IEEE Trans Cybern. 2020 Oct;50(10):4214-4227. doi: 10.1109/TCYB.2019.2906574. Epub 2019 Apr 11.
Agent advising is one of the key approaches to improve agent learning performance by enabling agents to ask for advice between each other. Existing agent advising approaches have two limitations. The first limitation is that all the agents in a system are assumed to be friendly and cooperative. However, in the real world, malicious agents may exist and provide false advice to hinder the learning performance of other agents.
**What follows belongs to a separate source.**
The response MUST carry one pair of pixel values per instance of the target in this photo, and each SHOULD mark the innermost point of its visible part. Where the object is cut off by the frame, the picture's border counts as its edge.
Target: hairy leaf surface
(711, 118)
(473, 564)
The second limitation is that the analysis of communication overhead in these approaches is either overlooked or simplified. However, in communication-constrained environments, communication overhead has to be carefully considered. To overcome the two limitations, this paper proposes a novel differentially private agent advising approach. Our approach employs the Laplace mechanism to add noise on the rewards used by student agents to select teacher agents. By using the differential privacy technique, the proposed approach can reduce the impact of malicious agents without identifying them. Also, by adopting the privacy budget concept, the proposed approach can naturally control communication overhead. The experimental results demonstrate the effectiveness of the proposed approach.
代理咨询是一种通过使代理能够在彼此之间相互询问来提高代理学习性能的关键方法。现有的代理咨询方法存在两个局限性。第一个限制是系统中的所有代理都被假设为友好和协作的。然而,在现实世界中,恶意代理可能存在并提供虚假建议来阻碍其他代理的学习性能。第二个限制是这些方法中的通信开销分析要么被忽视要么被简化。然而,在通信受限的环境中,必须仔细考虑通信开销。为了克服这两个限制,本文提出了一种新的差分隐私代理咨询方法。我们的方法使用拉普拉斯机制在学生代理用于选择教师代理的奖励上添加噪声。通过使用差分隐私技术,所提出的方法可以在不识别恶意代理的情况下降低它们的影响。此外,通过采用隐私预算概念,所提出的方法可以自然地控制通信开销。实验结果证明了所提出方法的有效性。